Essa paralisia institucional e política abre espaço para outro fenômeno inquietante, que o presidente de El Salvador, Nayib Bukele, tornou-se o símbolo: um populismo autoritário que combina tecnologia, comunicação direta com as massas e uma promessa sedutora de ordem rápida — ainda que à custa das liberdades democráticas. O exemplo salvadorenho exerce fascínio em amplos setores da população latino-americana, especialmente onde o Estado falhou em oferecer segurança e justiça.

O Brasil começa a flertar com essa tentação. O apoio expressivo à operação do Alemão e da Penha indica que cresce o sentimento de que a democracia é incapaz de oferecer segurança. Quando o medo se torna o principal motor da política, o terreno está preparado para líderes que prometem resultados sem mediações, sem tribunais, sem debate público. Se o Estado não der uma resposta satisfatória no curto prazo, estarão abertas as portas para que um populismo autoritário, à la Bukele, se apresente como opção competitiva na próxima disputa presidencial.

O país se encontra, assim, entre dois abismos: de um lado, a “mexicanização”, com o avanço das facções sobre o território e as instituições; de outro, a “bukelização”, com o avanço do autoritarismo legitimado pelo desespero social. Um leva à erosão do Estado; o outro, à sua deformação. Ambos significam a derrota da República e da democracia.
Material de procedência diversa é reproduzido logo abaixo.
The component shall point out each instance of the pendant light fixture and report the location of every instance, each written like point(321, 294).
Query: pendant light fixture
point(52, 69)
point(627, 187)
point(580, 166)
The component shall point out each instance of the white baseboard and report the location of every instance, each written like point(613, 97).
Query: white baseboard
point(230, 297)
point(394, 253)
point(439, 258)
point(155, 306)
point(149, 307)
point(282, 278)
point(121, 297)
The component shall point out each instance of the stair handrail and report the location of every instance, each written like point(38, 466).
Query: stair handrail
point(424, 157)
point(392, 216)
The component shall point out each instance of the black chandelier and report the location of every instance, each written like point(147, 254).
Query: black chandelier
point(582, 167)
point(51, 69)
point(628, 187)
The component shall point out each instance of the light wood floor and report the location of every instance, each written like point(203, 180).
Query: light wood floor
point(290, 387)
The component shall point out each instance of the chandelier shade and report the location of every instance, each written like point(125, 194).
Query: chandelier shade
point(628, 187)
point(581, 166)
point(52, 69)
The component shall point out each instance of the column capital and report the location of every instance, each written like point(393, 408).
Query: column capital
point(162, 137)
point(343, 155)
A única saída possível é reconstruir a presença do Estado dentro da legalidade democrática — o que exige planejamento, coordenação federativa, políticas sociais duradouras e reforma das forças de segurança. É preciso sufocar financeiramente as facções, fortalecer a inteligência policial, articular políticas de juventude e oportunidades e, sobretudo, restabelecer a confiança da população nas instituições. É imperativo também usar o poder coercitivo do aparato repressivo do Estado para resgatar os territórios hoje nas mãos dos dois grandes oligopólios do crime organizado: o PCC e o Comando Vermelho.

O episódio do Rio de Janeiro deve servir como um alerta final. Ele mostra até onde a sociedade brasileira está disposta a ir quando o medo supera a esperança. Mas também mostra que ainda há tempo para evitar o colapso. O Brasil não pode ficar prisioneiro entre a barbárie de um Estado capturado pelo crime e a tentação de um Estado autoritário que promete ordem à força. Entre os dois, há a via republicana — que combina autoridade e legalidade, força e lei.